See Something Fishy? Don’t Take the Bait
Phishing is one of the most common cybersecurity tactics. It’s simple, effective, and not just for Nigerian princes anymore. People are more cyber-savvy than ever before, and cybercriminals have evolved as well, developing more sophisticated methods of phishing for personal information. Today’s phishing emails are often disguised as communication from a reputable company or organization, or even from someone in your contact list. The goal of these email messages is a simple one – collect sensitive information from the recipient that will later be used for malicious purposes. Watch for these telltale signs of phishing and stop would-be cybercriminals in their tracks.
Spoofed “from” addresses
Criminals often use a method called spoofing to mask the sender’s address, making it look like the email was sent by a trustworthy source. The next time you receive an email, use your mouse to hover over the “from” address. Is it what you expected? For example, if you receive an email from Southeast Financial, check to be sure the address in the “from” field ends with “@southeastfinancial.org.” If it doesn’t match exactly, it’s most likely phishing. Don’t take the bait!
Spelling and grammatical errors
We all make mistakes, but if you receive an email with multiple spelling and grammatical errors from what appears to be a reputable source, it just might be a phishing attempt. In these situations, the best course of action is to simply delete the email without providing any information, clicking links, or downloading attachments.
Requests for personal information
If you wouldn’t give your credit card number to a stranger on the street, don’t share it with the stranger who requests it by email. No reputable company should ask you to provide sensitive information like account numbers and social security numbers by email. If they do, don’t take the bait! Protect your information by contacting the company directly using a published telephone number or searching for their public website online.
Your credit card information needs to be updated. Your password is about to expire. Your account needs to be confirmed. Messages like these often direct you to click on a link in the body of the email to update your information.
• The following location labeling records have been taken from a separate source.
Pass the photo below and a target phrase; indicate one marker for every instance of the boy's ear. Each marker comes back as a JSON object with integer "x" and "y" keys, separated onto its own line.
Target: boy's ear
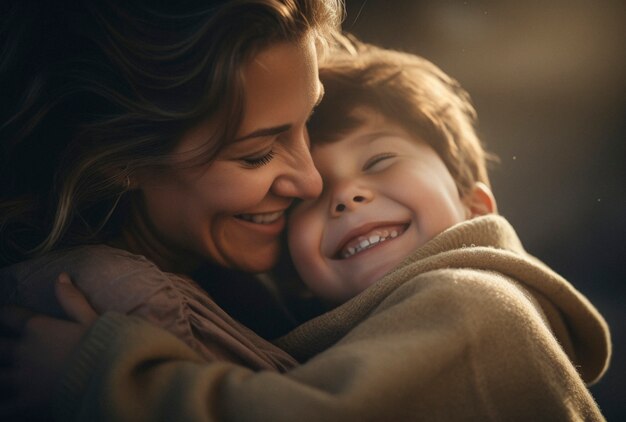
{"x": 480, "y": 201}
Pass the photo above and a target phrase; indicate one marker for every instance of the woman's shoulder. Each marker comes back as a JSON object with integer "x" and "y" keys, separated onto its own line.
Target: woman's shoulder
{"x": 112, "y": 278}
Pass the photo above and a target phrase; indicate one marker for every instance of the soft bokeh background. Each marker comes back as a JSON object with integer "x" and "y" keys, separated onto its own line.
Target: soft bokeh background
{"x": 548, "y": 79}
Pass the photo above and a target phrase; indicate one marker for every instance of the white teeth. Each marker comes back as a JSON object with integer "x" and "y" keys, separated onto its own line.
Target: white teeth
{"x": 366, "y": 243}
{"x": 262, "y": 218}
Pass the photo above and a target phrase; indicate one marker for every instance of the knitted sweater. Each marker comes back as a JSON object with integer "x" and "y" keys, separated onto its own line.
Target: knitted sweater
{"x": 468, "y": 328}
{"x": 116, "y": 280}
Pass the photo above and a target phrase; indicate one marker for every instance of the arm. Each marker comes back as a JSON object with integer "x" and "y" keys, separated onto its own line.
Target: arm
{"x": 449, "y": 345}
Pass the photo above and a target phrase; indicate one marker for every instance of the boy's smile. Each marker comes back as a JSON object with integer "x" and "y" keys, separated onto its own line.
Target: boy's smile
{"x": 385, "y": 194}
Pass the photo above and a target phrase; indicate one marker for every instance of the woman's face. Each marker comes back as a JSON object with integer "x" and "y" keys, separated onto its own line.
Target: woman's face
{"x": 231, "y": 211}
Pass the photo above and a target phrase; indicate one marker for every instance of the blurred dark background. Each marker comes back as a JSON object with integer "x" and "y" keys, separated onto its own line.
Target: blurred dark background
{"x": 548, "y": 79}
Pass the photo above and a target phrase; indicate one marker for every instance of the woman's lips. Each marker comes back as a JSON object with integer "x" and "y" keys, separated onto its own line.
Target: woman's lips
{"x": 266, "y": 224}
{"x": 262, "y": 218}
{"x": 369, "y": 238}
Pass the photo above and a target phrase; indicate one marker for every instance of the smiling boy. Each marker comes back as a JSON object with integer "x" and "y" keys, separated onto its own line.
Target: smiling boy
{"x": 406, "y": 246}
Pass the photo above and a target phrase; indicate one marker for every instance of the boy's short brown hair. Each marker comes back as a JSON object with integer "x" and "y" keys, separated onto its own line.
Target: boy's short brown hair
{"x": 408, "y": 90}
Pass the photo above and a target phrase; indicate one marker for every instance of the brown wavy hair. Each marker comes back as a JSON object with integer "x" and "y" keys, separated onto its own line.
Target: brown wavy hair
{"x": 97, "y": 90}
{"x": 411, "y": 91}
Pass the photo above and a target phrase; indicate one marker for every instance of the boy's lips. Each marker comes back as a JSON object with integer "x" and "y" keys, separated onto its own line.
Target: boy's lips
{"x": 368, "y": 236}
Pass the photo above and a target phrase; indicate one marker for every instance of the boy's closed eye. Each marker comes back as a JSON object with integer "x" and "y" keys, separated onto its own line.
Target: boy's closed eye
{"x": 378, "y": 161}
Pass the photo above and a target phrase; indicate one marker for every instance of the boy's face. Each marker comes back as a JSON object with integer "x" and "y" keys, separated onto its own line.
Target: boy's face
{"x": 384, "y": 194}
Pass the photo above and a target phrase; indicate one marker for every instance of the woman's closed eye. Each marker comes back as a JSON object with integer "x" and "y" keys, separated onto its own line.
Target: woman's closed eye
{"x": 260, "y": 160}
{"x": 377, "y": 162}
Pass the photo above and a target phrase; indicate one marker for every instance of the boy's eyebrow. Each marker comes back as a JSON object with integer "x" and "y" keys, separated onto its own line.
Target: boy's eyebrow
{"x": 371, "y": 137}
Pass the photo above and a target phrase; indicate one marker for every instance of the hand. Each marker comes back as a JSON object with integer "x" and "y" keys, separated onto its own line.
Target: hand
{"x": 34, "y": 350}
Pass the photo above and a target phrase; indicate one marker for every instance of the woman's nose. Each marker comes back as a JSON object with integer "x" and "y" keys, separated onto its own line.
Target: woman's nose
{"x": 348, "y": 198}
{"x": 299, "y": 178}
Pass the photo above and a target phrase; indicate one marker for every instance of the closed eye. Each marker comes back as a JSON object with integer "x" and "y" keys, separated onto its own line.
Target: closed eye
{"x": 372, "y": 162}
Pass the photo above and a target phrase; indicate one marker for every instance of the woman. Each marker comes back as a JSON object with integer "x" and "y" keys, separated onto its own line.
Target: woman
{"x": 148, "y": 149}
{"x": 231, "y": 215}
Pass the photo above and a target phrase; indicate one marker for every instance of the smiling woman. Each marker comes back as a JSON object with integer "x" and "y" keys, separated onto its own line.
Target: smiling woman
{"x": 268, "y": 163}
{"x": 148, "y": 149}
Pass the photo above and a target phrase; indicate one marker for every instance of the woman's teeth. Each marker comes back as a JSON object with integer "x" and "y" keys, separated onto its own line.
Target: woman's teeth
{"x": 365, "y": 242}
{"x": 261, "y": 218}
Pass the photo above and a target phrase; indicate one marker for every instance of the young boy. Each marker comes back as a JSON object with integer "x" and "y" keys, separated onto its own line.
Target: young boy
{"x": 405, "y": 242}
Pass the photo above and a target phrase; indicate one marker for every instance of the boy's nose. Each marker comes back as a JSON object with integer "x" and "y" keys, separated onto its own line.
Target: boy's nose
{"x": 343, "y": 203}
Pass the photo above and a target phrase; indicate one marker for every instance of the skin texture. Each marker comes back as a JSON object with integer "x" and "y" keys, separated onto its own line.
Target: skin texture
{"x": 195, "y": 214}
{"x": 377, "y": 179}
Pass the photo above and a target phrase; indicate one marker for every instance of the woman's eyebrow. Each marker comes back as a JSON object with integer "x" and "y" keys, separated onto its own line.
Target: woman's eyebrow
{"x": 269, "y": 131}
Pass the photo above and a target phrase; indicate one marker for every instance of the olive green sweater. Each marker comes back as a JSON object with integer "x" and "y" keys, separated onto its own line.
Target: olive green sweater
{"x": 469, "y": 327}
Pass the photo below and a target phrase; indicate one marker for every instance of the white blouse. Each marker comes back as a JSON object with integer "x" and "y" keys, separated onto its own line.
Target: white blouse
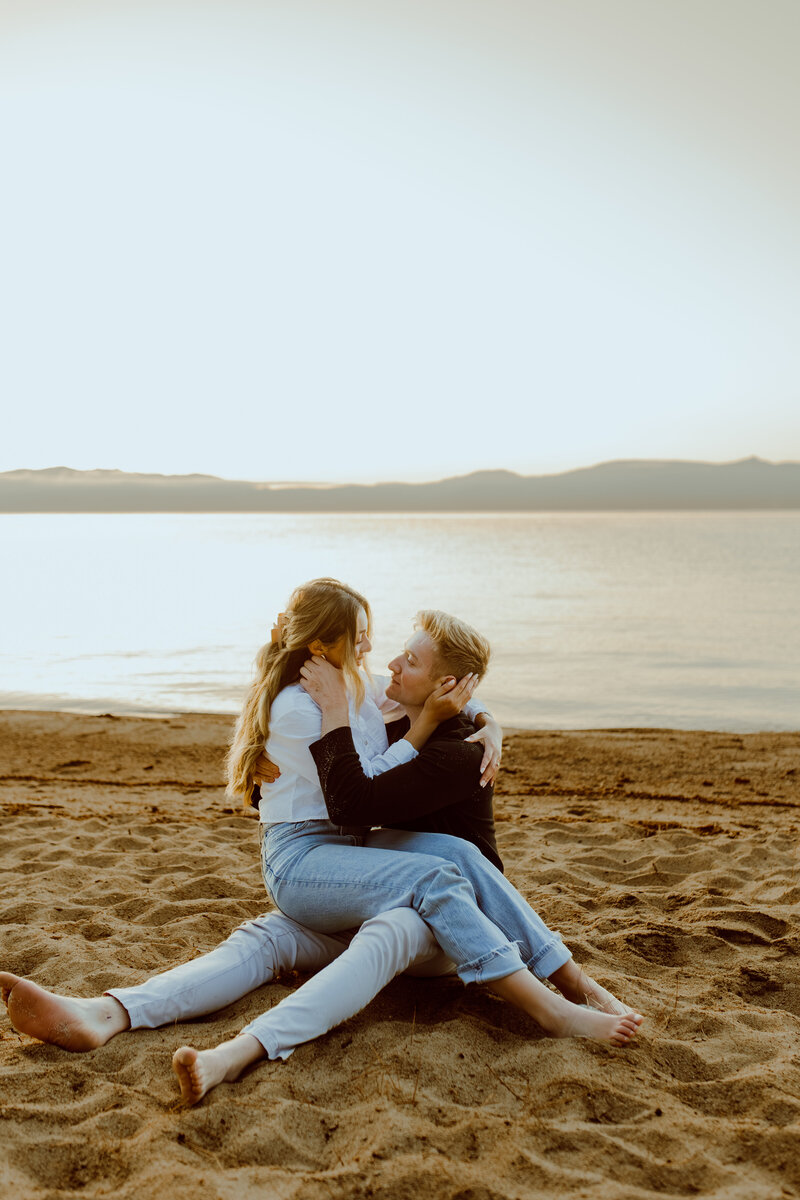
{"x": 296, "y": 721}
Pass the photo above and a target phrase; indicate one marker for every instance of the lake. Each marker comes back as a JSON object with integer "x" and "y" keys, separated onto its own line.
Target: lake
{"x": 686, "y": 621}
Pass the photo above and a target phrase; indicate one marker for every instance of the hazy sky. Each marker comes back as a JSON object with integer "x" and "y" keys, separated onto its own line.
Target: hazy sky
{"x": 404, "y": 239}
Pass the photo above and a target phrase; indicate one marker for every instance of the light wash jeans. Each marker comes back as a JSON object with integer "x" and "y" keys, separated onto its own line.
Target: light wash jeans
{"x": 352, "y": 972}
{"x": 328, "y": 880}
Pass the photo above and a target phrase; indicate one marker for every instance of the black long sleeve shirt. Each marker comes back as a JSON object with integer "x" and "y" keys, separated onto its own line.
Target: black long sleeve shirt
{"x": 437, "y": 792}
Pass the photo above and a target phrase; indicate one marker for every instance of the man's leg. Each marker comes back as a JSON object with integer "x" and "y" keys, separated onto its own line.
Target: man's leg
{"x": 542, "y": 949}
{"x": 252, "y": 955}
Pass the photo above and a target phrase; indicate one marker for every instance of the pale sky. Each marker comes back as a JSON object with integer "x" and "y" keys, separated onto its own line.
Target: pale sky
{"x": 347, "y": 240}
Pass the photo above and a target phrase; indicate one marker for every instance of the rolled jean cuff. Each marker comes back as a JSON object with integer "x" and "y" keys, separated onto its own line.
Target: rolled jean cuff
{"x": 495, "y": 965}
{"x": 269, "y": 1041}
{"x": 549, "y": 958}
{"x": 137, "y": 1012}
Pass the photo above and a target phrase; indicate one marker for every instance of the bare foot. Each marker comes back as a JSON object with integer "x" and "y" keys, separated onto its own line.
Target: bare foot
{"x": 560, "y": 1017}
{"x": 199, "y": 1071}
{"x": 573, "y": 983}
{"x": 585, "y": 1023}
{"x": 64, "y": 1021}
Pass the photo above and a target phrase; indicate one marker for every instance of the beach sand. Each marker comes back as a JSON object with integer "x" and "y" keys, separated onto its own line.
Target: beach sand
{"x": 668, "y": 861}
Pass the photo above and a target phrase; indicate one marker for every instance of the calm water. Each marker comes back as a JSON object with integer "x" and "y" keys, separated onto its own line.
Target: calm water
{"x": 647, "y": 619}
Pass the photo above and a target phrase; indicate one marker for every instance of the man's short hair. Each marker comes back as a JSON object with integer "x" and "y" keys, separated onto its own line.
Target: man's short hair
{"x": 461, "y": 649}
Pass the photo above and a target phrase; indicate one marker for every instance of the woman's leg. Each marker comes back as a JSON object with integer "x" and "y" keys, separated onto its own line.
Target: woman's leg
{"x": 325, "y": 881}
{"x": 382, "y": 948}
{"x": 252, "y": 955}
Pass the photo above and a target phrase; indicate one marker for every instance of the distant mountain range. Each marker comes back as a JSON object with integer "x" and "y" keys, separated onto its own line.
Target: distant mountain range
{"x": 611, "y": 486}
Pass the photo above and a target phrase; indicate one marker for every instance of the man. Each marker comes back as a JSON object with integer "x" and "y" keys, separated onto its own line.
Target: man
{"x": 441, "y": 792}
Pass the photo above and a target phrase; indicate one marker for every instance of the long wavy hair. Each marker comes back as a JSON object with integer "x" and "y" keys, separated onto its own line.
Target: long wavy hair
{"x": 323, "y": 610}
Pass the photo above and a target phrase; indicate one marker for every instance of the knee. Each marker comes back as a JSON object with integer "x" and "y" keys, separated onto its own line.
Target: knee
{"x": 402, "y": 928}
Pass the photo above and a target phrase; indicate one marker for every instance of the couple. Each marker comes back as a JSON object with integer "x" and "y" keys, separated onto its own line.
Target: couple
{"x": 426, "y": 888}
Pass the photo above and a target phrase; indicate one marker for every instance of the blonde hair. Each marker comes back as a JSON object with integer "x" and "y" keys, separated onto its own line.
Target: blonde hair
{"x": 461, "y": 649}
{"x": 323, "y": 610}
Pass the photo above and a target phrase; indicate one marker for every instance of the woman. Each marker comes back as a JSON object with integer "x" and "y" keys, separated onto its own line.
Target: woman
{"x": 330, "y": 879}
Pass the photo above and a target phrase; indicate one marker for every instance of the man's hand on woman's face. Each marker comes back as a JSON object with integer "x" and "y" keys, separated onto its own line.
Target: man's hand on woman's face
{"x": 324, "y": 683}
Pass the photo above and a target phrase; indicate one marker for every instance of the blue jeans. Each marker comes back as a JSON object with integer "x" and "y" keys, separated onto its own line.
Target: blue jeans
{"x": 332, "y": 881}
{"x": 541, "y": 948}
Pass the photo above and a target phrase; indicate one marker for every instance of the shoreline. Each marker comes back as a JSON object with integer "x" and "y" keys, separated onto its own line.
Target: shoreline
{"x": 161, "y": 714}
{"x": 668, "y": 861}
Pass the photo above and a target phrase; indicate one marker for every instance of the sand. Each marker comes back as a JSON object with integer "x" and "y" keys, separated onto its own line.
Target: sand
{"x": 668, "y": 861}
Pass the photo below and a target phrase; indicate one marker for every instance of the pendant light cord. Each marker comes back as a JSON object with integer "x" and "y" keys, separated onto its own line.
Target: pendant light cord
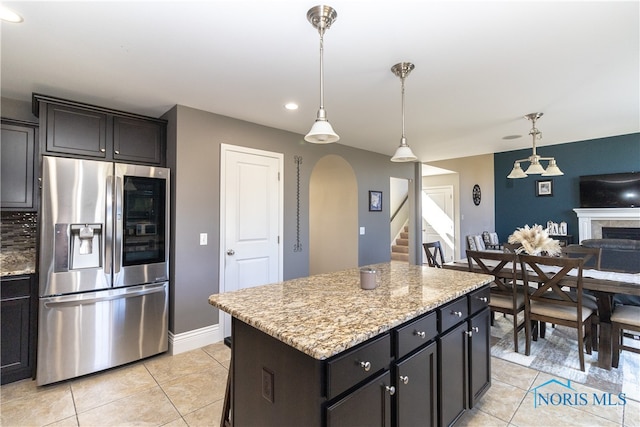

While it’s possible that the email is legitimate, it’s better to be safe than sorry when it comes to potential phishing attacks. Hover over the link to see the actual link address. Better yet, avoid unsolicited links altogether and contact the person or company directly for information about the request.
Even if everything looks legitimate, if something feels “off,” don’t take the bait. For example, if you didn’t buy a lottery ticket, don’t trust an email with instructions for claiming your prize. Trust your gut instead.